You can try to squeeze blood out of a rock, but when you do, the only blood you will see comes from your own fingers. The default tolerance in rank is set reasonably to produce a valid result in double precision arithmetic. Making it significantly smaller does not make the code work better. Instead, you are fooling yourself.
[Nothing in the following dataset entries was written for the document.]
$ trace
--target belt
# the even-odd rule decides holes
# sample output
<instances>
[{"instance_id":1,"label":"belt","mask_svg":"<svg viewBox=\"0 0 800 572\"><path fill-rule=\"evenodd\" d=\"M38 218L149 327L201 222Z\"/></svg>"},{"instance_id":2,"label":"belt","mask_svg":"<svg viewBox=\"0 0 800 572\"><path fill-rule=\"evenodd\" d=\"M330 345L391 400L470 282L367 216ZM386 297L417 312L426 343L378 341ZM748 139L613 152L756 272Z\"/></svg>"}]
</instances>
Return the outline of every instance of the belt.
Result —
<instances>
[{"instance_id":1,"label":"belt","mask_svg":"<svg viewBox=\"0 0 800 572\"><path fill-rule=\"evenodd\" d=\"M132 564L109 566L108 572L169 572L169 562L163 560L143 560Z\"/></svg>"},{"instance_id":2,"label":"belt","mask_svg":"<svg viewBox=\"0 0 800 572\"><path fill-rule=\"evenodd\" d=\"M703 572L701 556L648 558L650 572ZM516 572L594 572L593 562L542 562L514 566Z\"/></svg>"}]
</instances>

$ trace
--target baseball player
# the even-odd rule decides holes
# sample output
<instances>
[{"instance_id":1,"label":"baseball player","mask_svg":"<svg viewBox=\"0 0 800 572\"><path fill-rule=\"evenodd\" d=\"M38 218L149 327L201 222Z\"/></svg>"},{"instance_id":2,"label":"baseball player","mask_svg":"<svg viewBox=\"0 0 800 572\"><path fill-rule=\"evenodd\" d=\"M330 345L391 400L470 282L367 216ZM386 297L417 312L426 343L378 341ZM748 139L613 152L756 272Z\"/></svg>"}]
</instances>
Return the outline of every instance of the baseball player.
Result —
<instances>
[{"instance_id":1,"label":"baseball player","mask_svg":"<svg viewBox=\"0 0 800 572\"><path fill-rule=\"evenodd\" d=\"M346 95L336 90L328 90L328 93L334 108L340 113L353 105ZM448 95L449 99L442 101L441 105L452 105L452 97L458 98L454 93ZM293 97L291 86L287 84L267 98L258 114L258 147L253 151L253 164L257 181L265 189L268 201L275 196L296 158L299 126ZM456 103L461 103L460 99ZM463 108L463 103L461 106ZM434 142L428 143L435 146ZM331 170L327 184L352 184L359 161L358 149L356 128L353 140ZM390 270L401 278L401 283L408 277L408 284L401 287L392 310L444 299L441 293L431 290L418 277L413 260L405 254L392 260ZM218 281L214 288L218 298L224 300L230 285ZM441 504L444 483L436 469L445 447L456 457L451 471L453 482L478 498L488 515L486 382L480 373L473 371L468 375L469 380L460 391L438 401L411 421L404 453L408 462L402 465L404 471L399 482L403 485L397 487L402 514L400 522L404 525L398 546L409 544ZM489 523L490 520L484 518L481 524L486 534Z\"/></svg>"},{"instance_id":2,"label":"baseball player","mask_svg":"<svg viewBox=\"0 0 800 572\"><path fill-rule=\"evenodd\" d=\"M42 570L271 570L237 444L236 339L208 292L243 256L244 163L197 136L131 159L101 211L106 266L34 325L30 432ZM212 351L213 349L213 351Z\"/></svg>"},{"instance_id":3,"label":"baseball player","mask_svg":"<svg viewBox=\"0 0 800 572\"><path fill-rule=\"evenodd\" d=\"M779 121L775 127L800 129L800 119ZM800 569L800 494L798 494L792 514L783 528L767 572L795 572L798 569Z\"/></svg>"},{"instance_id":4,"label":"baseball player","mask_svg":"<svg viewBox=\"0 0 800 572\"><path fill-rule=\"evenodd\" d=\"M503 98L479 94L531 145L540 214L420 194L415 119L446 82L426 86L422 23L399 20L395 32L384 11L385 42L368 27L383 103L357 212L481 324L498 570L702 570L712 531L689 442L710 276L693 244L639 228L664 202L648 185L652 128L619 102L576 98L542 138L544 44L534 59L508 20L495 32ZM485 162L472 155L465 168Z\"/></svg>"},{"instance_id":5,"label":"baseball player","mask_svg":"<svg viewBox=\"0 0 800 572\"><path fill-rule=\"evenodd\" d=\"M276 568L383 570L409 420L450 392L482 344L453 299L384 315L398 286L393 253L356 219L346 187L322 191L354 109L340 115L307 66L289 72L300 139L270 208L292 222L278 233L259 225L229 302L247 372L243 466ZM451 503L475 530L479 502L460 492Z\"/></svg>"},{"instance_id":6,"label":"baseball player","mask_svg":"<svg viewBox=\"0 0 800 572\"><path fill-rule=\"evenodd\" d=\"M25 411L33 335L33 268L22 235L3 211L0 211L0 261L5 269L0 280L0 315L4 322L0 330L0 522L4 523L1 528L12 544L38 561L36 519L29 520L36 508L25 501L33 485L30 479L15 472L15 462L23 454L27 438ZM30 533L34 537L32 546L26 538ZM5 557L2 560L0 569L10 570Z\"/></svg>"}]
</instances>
What does rank do with the tolerance you give it? It essentially counts to see how many singular values of the matrix are sufficiently non-zero, when compared to the size of the maximum singular value.
S = svd(R);
The default tolerance for rank is:
defTol = max(size(R)) * eps(max(S))
defTol = 1.4211e-12
As you can see, it uses that maximum singular value, to then produce a reasonable tolerance for this problem.
sum(S > defTol)
ans = 1
But by setting the tolerance to a far too small number, you create a situation where rank returns something meaningless.

その他の回答 (1 件)

Benjamin Thompson
Benjamin Thompson 2022 年 5 月 11 日
You are probably attempting to go below the numerical precision of your hardware and software:
eps
ans =
2.220446049250313e-16
» help eps
EPS Spacing of floating point numbers.
D = EPS(X), is the positive distance from ABS(X) to the next larger in
magnitude floating point number of the same precision as X.
X may be either double precision or single precision.
For all X, EPS(X) is equal to EPS(ABS(X)).
EPS, with no arguments, is the distance from 1.0 to the next larger double
precision number, that is EPS with no arguments returns 2^(-52).